Earlier this year, you had the Godzilla-like destruction of Manhattan being documented by Cloverfield’s inexperienced videographer, whose herky-jerky camera work was off-putting to the extreme. Get ready for 90 more minutes of irritating, first-person POV action with Quarantine, a jittery remake of the 2007 Spanish shocker [REC].

Jennifer Carpenter plays spunky TV reporter Angela, who, accompanied by cameraman Scott (Steve Harris), is shooting a puff piece on Los Angeles firefighters. After several forgettable firehall scenes in which she flirts with one fireman (Jay Hernandez) and playfully deflects the macho come-ons of another (Johnathon Schaech), a 911 call gets everyone racing off to a downtown apartment complex.

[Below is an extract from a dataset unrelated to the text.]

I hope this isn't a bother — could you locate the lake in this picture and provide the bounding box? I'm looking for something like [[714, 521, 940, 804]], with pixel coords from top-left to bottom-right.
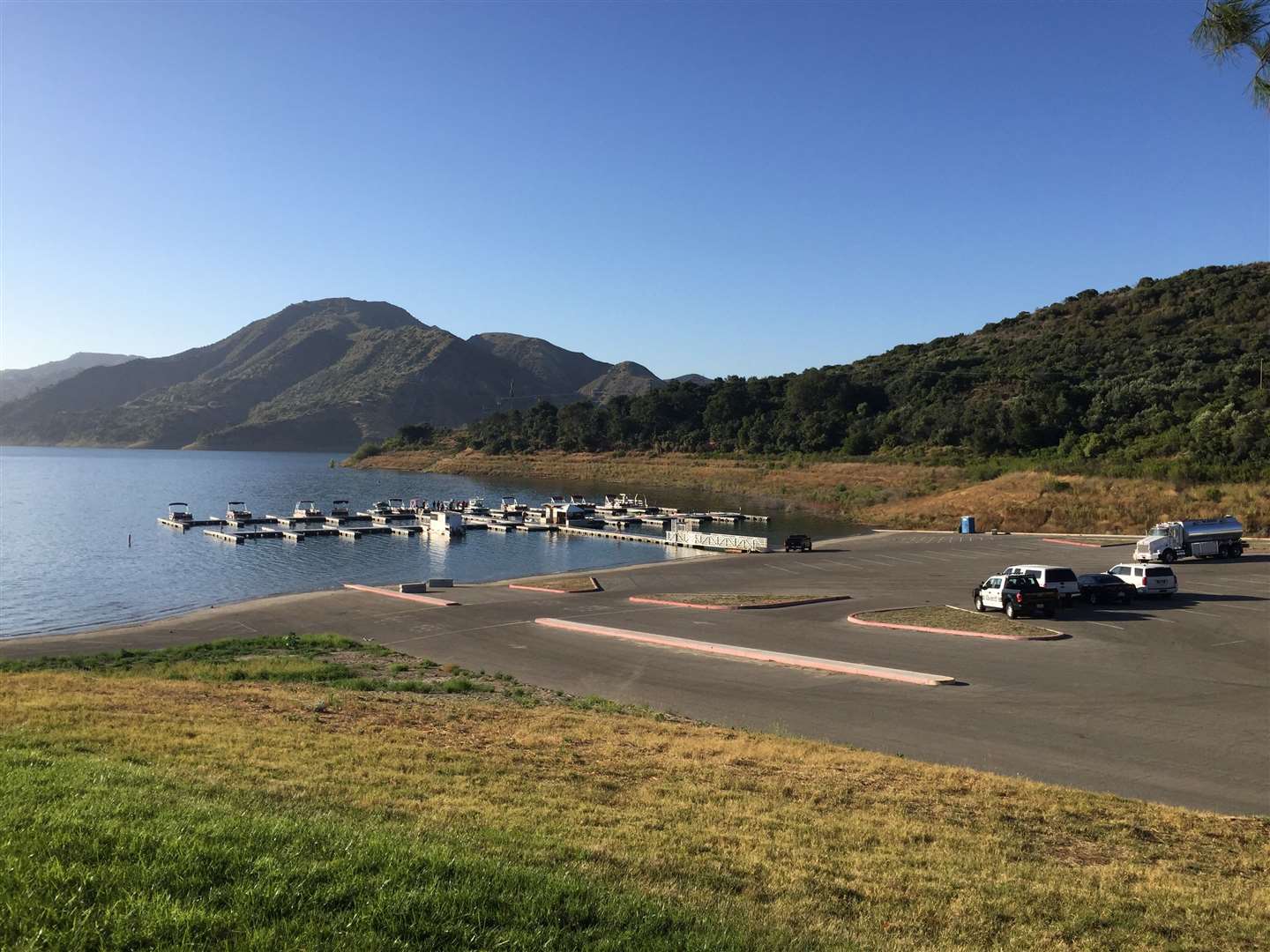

When the rescue and TV crews, along with two cops, enter an apartment where screams have been heard, they’re set upon by a foaming-at-the-mouth old hag with a hunger for hunky firemen’s throats. Shortly thereafter, the Centers for Disease Control seals off the building, and before you can say “Cujo”, rumours of a rabies outbreak have the trapped occupants in a panic.

I don’t care how dedicated a TV journalist you are: when a rabid, shrieking hellion lunges for your neck, teeth a-gnashin’, it’s time to hit the standby button and defend yourself.

But Quarantine’s wacky cameraman keeps it firmly on record, using the fragile tool of his trade to continually bash a zombielike fiend in the face until she’s dead and the lens is splattered with blood. Luckily, the killer camera keeps on ticking, right through to the Blair Witch rip-off ending you already saw in the trailer.

At least director John Erick Dowdle—who also went the found-footage horror route with The Poughkeepsie Tapes—stopped short of having snot drip from Carpenter’s overstressed nostrils.